Qui Facit per Alium, Facit per Se: Best Practices for Third-Party Due Diligence

 
October 22, 2014

The FCPA, enacted by Congress in 1977, makes it a crime to bribe foreign government officials, either directly or indirectly, in order to obtain or retain business. Thus, pursuant to the FCPA, it is unlawful to make a payment to a third party, i.e., an intermediary, if a company knows or should know that all or a portion of the payment will go directly or indirectly to a foreign official in order to obtain or retain business. For many companies, especially those with operations abroad, intermediaries are a critical part of their business operations.
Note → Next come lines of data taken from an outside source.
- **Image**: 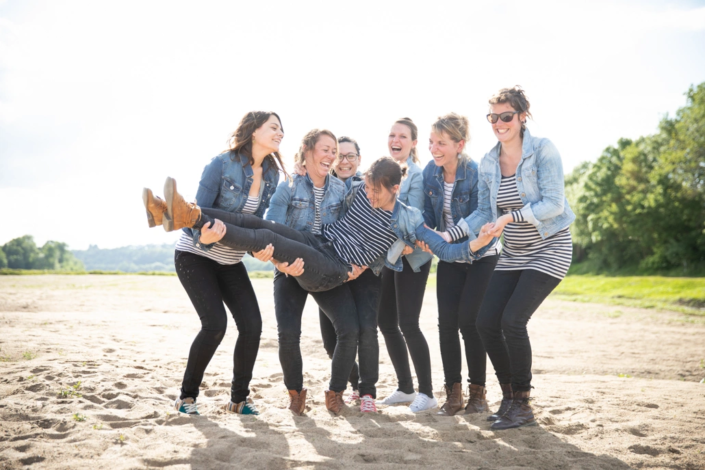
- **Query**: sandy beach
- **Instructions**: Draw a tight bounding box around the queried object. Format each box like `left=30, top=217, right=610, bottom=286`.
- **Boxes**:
left=0, top=276, right=705, bottom=470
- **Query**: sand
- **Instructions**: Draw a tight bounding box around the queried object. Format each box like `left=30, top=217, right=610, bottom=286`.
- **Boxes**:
left=0, top=276, right=705, bottom=469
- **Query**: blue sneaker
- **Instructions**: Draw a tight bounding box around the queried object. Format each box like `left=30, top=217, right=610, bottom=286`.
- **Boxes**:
left=223, top=398, right=259, bottom=415
left=174, top=397, right=199, bottom=415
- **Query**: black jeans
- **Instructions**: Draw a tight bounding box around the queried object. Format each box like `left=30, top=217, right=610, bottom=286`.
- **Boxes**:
left=174, top=251, right=262, bottom=403
left=477, top=269, right=561, bottom=392
left=196, top=208, right=348, bottom=292
left=274, top=270, right=364, bottom=392
left=318, top=269, right=381, bottom=397
left=378, top=257, right=433, bottom=397
left=436, top=255, right=499, bottom=386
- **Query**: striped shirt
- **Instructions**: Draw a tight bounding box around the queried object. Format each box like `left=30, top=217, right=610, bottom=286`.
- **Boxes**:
left=176, top=196, right=259, bottom=264
left=311, top=186, right=325, bottom=235
left=495, top=175, right=573, bottom=279
left=322, top=187, right=398, bottom=266
left=443, top=181, right=502, bottom=263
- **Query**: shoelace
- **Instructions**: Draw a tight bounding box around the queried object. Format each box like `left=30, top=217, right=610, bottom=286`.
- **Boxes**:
left=181, top=402, right=198, bottom=414
left=409, top=393, right=431, bottom=410
left=360, top=396, right=377, bottom=412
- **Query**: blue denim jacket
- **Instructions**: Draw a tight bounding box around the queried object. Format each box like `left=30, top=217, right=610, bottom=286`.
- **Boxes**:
left=265, top=175, right=345, bottom=232
left=184, top=151, right=279, bottom=251
left=423, top=157, right=478, bottom=232
left=458, top=129, right=575, bottom=239
left=340, top=178, right=432, bottom=276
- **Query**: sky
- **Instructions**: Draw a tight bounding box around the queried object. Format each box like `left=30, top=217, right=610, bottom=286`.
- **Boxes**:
left=0, top=0, right=705, bottom=249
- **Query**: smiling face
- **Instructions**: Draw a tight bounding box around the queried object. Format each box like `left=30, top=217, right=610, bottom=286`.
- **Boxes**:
left=333, top=142, right=361, bottom=181
left=252, top=114, right=284, bottom=153
left=428, top=131, right=465, bottom=166
left=490, top=103, right=526, bottom=144
left=304, top=134, right=338, bottom=184
left=365, top=177, right=399, bottom=211
left=387, top=123, right=417, bottom=163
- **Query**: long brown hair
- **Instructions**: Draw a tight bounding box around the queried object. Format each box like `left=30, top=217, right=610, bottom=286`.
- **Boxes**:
left=228, top=111, right=289, bottom=177
left=394, top=118, right=419, bottom=163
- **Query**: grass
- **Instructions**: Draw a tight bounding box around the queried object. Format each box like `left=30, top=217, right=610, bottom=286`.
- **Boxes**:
left=552, top=275, right=705, bottom=316
left=426, top=274, right=705, bottom=318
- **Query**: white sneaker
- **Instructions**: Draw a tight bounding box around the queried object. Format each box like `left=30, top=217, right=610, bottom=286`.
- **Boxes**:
left=409, top=393, right=438, bottom=413
left=379, top=390, right=416, bottom=405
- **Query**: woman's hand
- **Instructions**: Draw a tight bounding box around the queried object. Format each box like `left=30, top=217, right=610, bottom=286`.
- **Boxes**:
left=345, top=264, right=367, bottom=282
left=252, top=243, right=274, bottom=263
left=490, top=214, right=514, bottom=237
left=199, top=219, right=225, bottom=245
left=294, top=162, right=306, bottom=176
left=272, top=258, right=304, bottom=277
left=416, top=240, right=433, bottom=254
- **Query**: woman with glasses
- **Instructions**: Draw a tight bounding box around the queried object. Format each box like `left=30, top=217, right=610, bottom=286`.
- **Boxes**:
left=378, top=118, right=438, bottom=413
left=318, top=136, right=366, bottom=404
left=423, top=113, right=501, bottom=416
left=432, top=86, right=575, bottom=430
left=143, top=111, right=284, bottom=414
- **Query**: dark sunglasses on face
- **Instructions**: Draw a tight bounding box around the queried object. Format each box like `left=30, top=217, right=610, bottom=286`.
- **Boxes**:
left=487, top=111, right=520, bottom=124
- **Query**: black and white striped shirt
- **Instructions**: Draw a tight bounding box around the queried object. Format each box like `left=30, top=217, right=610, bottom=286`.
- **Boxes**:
left=322, top=187, right=397, bottom=266
left=443, top=181, right=502, bottom=263
left=176, top=196, right=259, bottom=264
left=495, top=175, right=573, bottom=279
left=311, top=186, right=325, bottom=235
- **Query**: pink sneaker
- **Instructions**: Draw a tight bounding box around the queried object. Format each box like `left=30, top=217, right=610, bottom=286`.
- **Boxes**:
left=345, top=390, right=360, bottom=405
left=360, top=395, right=377, bottom=413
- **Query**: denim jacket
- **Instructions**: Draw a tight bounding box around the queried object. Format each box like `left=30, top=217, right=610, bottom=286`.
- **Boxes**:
left=340, top=181, right=432, bottom=276
left=184, top=151, right=279, bottom=251
left=423, top=157, right=478, bottom=232
left=265, top=175, right=345, bottom=232
left=458, top=129, right=575, bottom=239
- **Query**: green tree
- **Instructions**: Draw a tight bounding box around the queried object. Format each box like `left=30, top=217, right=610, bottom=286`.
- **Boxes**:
left=2, top=235, right=40, bottom=269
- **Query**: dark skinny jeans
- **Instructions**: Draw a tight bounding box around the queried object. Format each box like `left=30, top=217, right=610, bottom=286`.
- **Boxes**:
left=378, top=257, right=433, bottom=397
left=436, top=255, right=499, bottom=387
left=174, top=250, right=262, bottom=403
left=274, top=266, right=364, bottom=392
left=318, top=269, right=381, bottom=397
left=477, top=269, right=561, bottom=392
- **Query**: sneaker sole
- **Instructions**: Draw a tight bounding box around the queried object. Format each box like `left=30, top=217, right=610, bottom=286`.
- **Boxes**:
left=162, top=177, right=176, bottom=232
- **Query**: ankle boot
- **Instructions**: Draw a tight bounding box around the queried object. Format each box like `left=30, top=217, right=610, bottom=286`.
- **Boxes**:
left=436, top=383, right=464, bottom=416
left=142, top=188, right=166, bottom=227
left=490, top=390, right=536, bottom=431
left=326, top=390, right=345, bottom=415
left=162, top=178, right=201, bottom=232
left=487, top=384, right=514, bottom=421
left=289, top=388, right=306, bottom=416
left=465, top=384, right=489, bottom=415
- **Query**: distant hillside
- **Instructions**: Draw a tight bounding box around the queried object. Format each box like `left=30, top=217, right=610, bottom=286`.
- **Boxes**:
left=73, top=243, right=273, bottom=273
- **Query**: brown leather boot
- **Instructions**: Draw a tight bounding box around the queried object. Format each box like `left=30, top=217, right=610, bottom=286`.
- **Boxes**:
left=487, top=384, right=514, bottom=421
left=490, top=390, right=536, bottom=431
left=142, top=188, right=166, bottom=227
left=326, top=390, right=345, bottom=415
left=162, top=178, right=201, bottom=232
left=465, top=384, right=489, bottom=415
left=436, top=383, right=464, bottom=416
left=289, top=388, right=306, bottom=416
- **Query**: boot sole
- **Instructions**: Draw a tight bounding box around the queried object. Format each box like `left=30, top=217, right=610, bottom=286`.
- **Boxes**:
left=142, top=188, right=157, bottom=228
left=162, top=177, right=176, bottom=232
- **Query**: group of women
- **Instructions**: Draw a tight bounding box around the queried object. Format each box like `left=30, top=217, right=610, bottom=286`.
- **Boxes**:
left=143, top=87, right=575, bottom=429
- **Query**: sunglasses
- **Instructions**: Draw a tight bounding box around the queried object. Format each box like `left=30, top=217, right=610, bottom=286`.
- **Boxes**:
left=487, top=111, right=521, bottom=124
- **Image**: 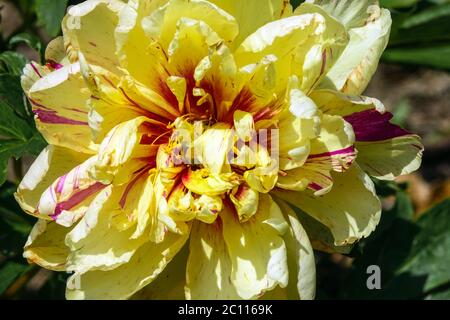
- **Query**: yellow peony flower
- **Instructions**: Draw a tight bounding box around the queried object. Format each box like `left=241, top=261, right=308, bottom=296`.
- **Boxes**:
left=16, top=0, right=422, bottom=299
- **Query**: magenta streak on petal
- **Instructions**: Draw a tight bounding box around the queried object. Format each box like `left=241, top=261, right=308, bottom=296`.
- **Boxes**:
left=64, top=108, right=87, bottom=114
left=30, top=62, right=42, bottom=78
left=73, top=166, right=80, bottom=189
left=30, top=99, right=52, bottom=110
left=33, top=109, right=88, bottom=126
left=308, top=146, right=355, bottom=159
left=50, top=182, right=106, bottom=220
left=308, top=182, right=323, bottom=191
left=344, top=109, right=410, bottom=141
left=56, top=174, right=67, bottom=193
left=119, top=170, right=147, bottom=209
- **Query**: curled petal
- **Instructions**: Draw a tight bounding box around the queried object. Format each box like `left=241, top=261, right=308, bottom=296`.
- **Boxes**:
left=23, top=219, right=70, bottom=271
left=275, top=164, right=381, bottom=246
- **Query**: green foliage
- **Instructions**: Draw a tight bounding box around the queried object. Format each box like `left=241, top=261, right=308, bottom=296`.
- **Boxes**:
left=0, top=0, right=450, bottom=299
left=382, top=0, right=450, bottom=70
left=35, top=0, right=68, bottom=37
left=0, top=182, right=35, bottom=295
left=0, top=70, right=45, bottom=184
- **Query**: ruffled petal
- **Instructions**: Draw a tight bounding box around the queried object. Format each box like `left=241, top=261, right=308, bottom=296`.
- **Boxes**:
left=185, top=220, right=239, bottom=300
left=15, top=145, right=89, bottom=219
left=65, top=184, right=148, bottom=273
left=277, top=199, right=316, bottom=300
left=220, top=195, right=288, bottom=299
left=24, top=63, right=97, bottom=153
left=62, top=0, right=125, bottom=74
left=66, top=233, right=189, bottom=300
left=36, top=156, right=106, bottom=227
left=345, top=109, right=424, bottom=180
left=275, top=164, right=381, bottom=246
left=130, top=244, right=189, bottom=300
left=210, top=0, right=292, bottom=45
left=308, top=0, right=392, bottom=95
left=91, top=116, right=159, bottom=185
left=23, top=219, right=70, bottom=271
left=143, top=0, right=238, bottom=48
left=235, top=10, right=348, bottom=94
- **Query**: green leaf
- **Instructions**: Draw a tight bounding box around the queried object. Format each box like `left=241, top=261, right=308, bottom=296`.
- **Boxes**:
left=0, top=182, right=36, bottom=258
left=343, top=195, right=450, bottom=299
left=0, top=51, right=28, bottom=76
left=383, top=44, right=450, bottom=70
left=391, top=99, right=411, bottom=128
left=36, top=0, right=68, bottom=37
left=0, top=261, right=31, bottom=294
left=397, top=199, right=450, bottom=292
left=291, top=206, right=353, bottom=254
left=9, top=33, right=42, bottom=52
left=291, top=0, right=304, bottom=9
left=0, top=74, right=33, bottom=123
left=402, top=3, right=450, bottom=29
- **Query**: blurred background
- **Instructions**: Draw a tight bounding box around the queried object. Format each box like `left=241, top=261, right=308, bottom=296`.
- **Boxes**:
left=0, top=0, right=450, bottom=299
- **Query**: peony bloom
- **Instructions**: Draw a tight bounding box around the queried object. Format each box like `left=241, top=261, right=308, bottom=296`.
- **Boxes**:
left=16, top=0, right=422, bottom=299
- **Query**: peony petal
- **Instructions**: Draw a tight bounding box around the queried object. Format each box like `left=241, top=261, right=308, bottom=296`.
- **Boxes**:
left=310, top=89, right=386, bottom=117
left=62, top=0, right=125, bottom=74
left=143, top=0, right=238, bottom=48
left=356, top=135, right=423, bottom=180
left=230, top=184, right=259, bottom=222
left=91, top=117, right=159, bottom=185
left=115, top=0, right=168, bottom=90
left=221, top=195, right=288, bottom=299
left=275, top=164, right=381, bottom=246
left=277, top=199, right=316, bottom=300
left=66, top=186, right=148, bottom=273
left=235, top=10, right=348, bottom=93
left=24, top=63, right=97, bottom=153
left=210, top=0, right=292, bottom=45
left=37, top=157, right=106, bottom=227
left=23, top=219, right=70, bottom=271
left=185, top=220, right=239, bottom=300
left=345, top=105, right=423, bottom=180
left=314, top=0, right=392, bottom=95
left=66, top=233, right=189, bottom=300
left=182, top=169, right=240, bottom=196
left=194, top=123, right=233, bottom=174
left=308, top=115, right=356, bottom=172
left=15, top=145, right=89, bottom=219
left=131, top=244, right=189, bottom=300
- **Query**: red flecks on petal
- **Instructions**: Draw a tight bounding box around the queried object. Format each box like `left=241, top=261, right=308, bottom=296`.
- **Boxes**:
left=30, top=62, right=42, bottom=78
left=50, top=182, right=106, bottom=220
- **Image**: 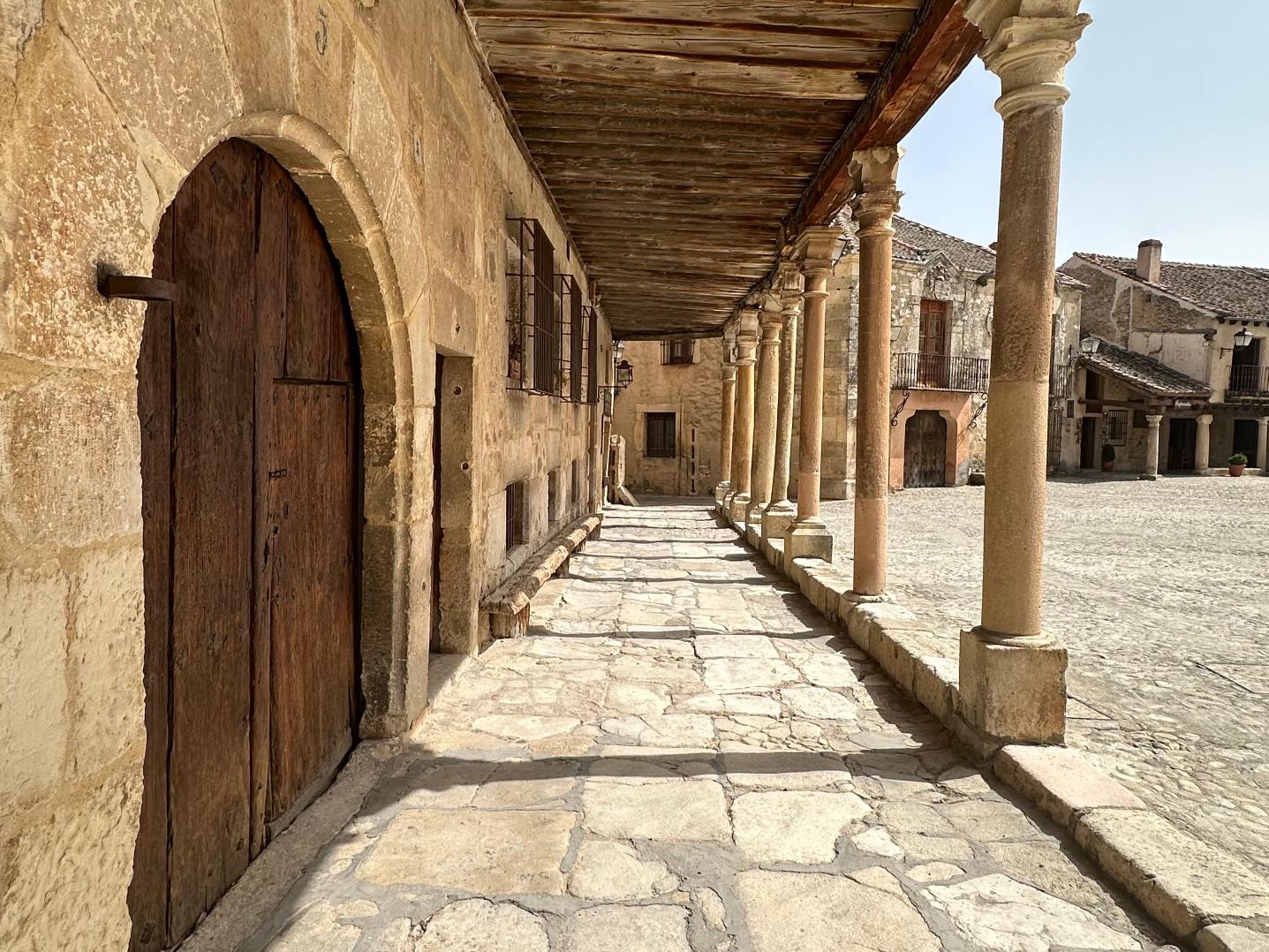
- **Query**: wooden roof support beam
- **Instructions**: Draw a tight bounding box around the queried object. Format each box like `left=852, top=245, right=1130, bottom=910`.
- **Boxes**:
left=786, top=0, right=982, bottom=235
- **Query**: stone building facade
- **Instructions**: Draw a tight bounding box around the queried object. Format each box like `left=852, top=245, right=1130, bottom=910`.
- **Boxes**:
left=0, top=0, right=610, bottom=951
left=1061, top=240, right=1269, bottom=475
left=613, top=337, right=723, bottom=496
left=793, top=215, right=1081, bottom=499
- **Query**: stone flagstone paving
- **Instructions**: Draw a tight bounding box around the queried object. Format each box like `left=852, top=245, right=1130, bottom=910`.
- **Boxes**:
left=205, top=502, right=1164, bottom=952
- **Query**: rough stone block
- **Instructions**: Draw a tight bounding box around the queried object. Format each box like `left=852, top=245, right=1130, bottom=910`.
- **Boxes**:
left=1075, top=807, right=1269, bottom=938
left=1196, top=923, right=1269, bottom=952
left=991, top=744, right=1146, bottom=829
left=961, top=628, right=1066, bottom=744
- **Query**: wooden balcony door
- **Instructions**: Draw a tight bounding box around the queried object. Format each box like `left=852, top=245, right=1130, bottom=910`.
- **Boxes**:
left=128, top=141, right=360, bottom=952
left=917, top=299, right=948, bottom=387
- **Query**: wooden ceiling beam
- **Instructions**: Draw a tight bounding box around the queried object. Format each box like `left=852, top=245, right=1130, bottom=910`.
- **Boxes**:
left=486, top=43, right=877, bottom=101
left=788, top=0, right=982, bottom=233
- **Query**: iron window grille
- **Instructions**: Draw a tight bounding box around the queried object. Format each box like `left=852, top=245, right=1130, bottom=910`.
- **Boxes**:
left=661, top=337, right=697, bottom=366
left=1101, top=410, right=1128, bottom=447
left=506, top=218, right=561, bottom=396
left=644, top=414, right=675, bottom=459
left=505, top=480, right=525, bottom=548
left=583, top=305, right=599, bottom=404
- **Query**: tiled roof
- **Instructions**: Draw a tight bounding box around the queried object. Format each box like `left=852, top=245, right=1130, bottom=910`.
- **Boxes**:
left=1075, top=252, right=1269, bottom=320
left=895, top=215, right=996, bottom=274
left=1084, top=337, right=1212, bottom=398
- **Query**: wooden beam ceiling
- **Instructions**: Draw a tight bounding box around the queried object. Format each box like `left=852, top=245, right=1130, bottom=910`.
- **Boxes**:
left=465, top=0, right=977, bottom=339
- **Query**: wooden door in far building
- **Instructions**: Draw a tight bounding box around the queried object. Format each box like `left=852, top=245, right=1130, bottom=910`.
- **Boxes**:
left=1167, top=416, right=1198, bottom=472
left=917, top=299, right=948, bottom=387
left=128, top=141, right=360, bottom=952
left=903, top=410, right=948, bottom=488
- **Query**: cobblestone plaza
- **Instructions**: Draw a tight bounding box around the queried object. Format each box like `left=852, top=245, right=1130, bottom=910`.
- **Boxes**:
left=824, top=477, right=1269, bottom=871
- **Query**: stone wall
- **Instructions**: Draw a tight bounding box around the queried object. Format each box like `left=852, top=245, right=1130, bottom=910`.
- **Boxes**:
left=613, top=337, right=723, bottom=496
left=0, top=0, right=608, bottom=951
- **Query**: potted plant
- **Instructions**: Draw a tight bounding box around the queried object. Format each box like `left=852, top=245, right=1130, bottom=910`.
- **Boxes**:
left=1101, top=443, right=1114, bottom=472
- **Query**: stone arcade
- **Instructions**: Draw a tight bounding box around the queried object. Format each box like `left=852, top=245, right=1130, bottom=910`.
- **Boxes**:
left=10, top=0, right=1264, bottom=952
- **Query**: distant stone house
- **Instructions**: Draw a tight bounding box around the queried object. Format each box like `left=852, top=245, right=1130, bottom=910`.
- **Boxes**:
left=795, top=215, right=1083, bottom=499
left=613, top=217, right=1083, bottom=499
left=1061, top=240, right=1269, bottom=472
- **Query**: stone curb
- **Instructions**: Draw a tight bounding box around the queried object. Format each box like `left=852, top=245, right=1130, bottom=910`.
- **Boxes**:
left=721, top=515, right=1269, bottom=952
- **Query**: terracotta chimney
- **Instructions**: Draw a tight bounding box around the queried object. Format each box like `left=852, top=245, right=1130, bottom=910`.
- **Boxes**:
left=1137, top=238, right=1164, bottom=284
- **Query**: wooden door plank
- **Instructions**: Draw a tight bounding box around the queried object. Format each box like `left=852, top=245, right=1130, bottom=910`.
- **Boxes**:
left=128, top=211, right=174, bottom=952
left=169, top=141, right=256, bottom=941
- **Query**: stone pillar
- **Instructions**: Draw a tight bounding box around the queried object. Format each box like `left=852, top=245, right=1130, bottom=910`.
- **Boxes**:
left=961, top=0, right=1090, bottom=744
left=727, top=310, right=758, bottom=525
left=1194, top=414, right=1212, bottom=472
left=850, top=147, right=903, bottom=595
left=784, top=224, right=845, bottom=566
left=761, top=261, right=802, bottom=542
left=714, top=334, right=736, bottom=508
left=1141, top=414, right=1164, bottom=482
left=745, top=298, right=784, bottom=533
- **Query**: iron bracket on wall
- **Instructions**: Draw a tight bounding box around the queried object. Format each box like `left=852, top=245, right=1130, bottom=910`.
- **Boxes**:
left=889, top=389, right=912, bottom=427
left=970, top=394, right=987, bottom=430
left=96, top=265, right=177, bottom=301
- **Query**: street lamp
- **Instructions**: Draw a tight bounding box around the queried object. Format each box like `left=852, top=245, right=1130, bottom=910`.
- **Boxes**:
left=616, top=357, right=635, bottom=392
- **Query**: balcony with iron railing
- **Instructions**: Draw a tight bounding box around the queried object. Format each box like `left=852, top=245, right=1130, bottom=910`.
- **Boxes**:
left=1225, top=365, right=1269, bottom=397
left=891, top=353, right=991, bottom=394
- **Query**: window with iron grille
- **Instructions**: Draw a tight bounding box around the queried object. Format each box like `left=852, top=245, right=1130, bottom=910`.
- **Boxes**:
left=1101, top=410, right=1128, bottom=447
left=644, top=414, right=675, bottom=459
left=533, top=221, right=561, bottom=395
left=505, top=480, right=526, bottom=548
left=661, top=337, right=697, bottom=365
left=586, top=305, right=599, bottom=404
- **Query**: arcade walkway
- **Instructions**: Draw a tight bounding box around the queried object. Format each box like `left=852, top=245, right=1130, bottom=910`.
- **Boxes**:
left=186, top=500, right=1161, bottom=952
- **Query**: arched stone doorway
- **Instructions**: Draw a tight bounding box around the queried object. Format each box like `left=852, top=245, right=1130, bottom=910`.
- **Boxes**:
left=903, top=410, right=948, bottom=488
left=130, top=140, right=362, bottom=949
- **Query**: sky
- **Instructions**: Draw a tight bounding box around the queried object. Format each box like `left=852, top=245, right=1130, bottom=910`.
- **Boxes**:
left=898, top=0, right=1269, bottom=267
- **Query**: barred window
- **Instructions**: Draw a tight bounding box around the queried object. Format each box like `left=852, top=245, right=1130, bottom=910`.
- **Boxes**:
left=644, top=414, right=675, bottom=459
left=661, top=337, right=697, bottom=365
left=505, top=480, right=525, bottom=548
left=1101, top=410, right=1128, bottom=447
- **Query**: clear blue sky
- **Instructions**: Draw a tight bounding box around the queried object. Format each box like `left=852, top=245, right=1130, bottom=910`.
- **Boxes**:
left=900, top=0, right=1269, bottom=267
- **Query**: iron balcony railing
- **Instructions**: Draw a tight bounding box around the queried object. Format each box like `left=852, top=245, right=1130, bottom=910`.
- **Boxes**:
left=1228, top=366, right=1269, bottom=396
left=891, top=354, right=991, bottom=394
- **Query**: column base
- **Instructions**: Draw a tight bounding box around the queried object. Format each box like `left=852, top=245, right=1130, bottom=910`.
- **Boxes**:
left=714, top=482, right=731, bottom=511
left=784, top=516, right=833, bottom=565
left=961, top=627, right=1066, bottom=744
left=761, top=499, right=797, bottom=542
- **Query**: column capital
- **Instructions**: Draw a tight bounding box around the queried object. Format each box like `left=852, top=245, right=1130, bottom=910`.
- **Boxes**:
left=964, top=0, right=1092, bottom=118
left=792, top=224, right=842, bottom=274
left=848, top=146, right=905, bottom=238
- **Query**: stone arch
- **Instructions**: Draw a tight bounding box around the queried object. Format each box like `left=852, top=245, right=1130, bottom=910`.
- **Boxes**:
left=184, top=111, right=416, bottom=737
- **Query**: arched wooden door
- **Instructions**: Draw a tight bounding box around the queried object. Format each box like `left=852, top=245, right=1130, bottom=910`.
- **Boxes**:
left=903, top=410, right=948, bottom=488
left=128, top=140, right=360, bottom=949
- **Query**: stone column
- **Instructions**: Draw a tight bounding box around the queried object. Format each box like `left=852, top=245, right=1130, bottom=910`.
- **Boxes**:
left=745, top=297, right=784, bottom=533
left=850, top=147, right=903, bottom=595
left=1141, top=414, right=1164, bottom=482
left=1194, top=414, right=1212, bottom=472
left=961, top=0, right=1090, bottom=744
left=714, top=334, right=736, bottom=509
left=761, top=261, right=802, bottom=542
left=784, top=224, right=844, bottom=566
left=727, top=310, right=758, bottom=525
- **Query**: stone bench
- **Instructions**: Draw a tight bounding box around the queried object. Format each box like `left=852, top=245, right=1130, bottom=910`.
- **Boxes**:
left=480, top=513, right=604, bottom=638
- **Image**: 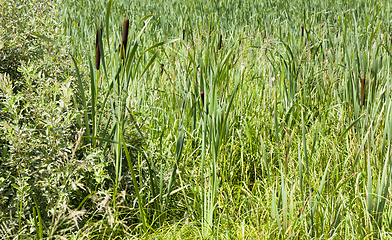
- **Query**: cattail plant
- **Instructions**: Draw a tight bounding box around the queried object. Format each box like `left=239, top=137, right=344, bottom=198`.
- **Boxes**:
left=200, top=92, right=208, bottom=114
left=218, top=34, right=222, bottom=50
left=200, top=92, right=204, bottom=106
left=95, top=28, right=102, bottom=70
left=121, top=18, right=129, bottom=59
left=361, top=77, right=365, bottom=105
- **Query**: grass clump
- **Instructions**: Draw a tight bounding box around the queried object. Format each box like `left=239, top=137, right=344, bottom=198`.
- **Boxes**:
left=0, top=0, right=392, bottom=239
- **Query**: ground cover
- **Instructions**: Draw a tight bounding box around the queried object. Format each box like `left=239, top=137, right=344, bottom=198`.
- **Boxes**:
left=0, top=0, right=392, bottom=239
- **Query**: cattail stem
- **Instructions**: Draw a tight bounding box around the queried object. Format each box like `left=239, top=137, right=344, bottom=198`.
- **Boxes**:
left=95, top=28, right=102, bottom=70
left=200, top=92, right=208, bottom=114
left=218, top=34, right=222, bottom=50
left=361, top=77, right=365, bottom=105
left=121, top=18, right=129, bottom=59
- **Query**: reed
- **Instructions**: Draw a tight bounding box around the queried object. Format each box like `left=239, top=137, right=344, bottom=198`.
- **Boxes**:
left=121, top=18, right=129, bottom=59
It is through them that they are able to carry out their day-today operations. As the list of typical intermediaries below illustrates, the number of intermediaries most companies are likely to have can be vast and extensive:

  • Subsidiaries and Affiliates
  • Consultants 
  • Sales Representatives 
  • Distributers 
  • Subcontractors 
  • Franchises 
  • Joint Venture Partners 
  • Agents
  • Lawyers
  • Accountants

Nearly all of the alleged bribes in the FCPA enforcement actions commenced by the DOJ and SEC this year – totaling almost $600 million in corporate fines – plainly illustrate that a company’s failure to know, monitor and audit its intermediaries can have significant consequences for a company and its senior executives.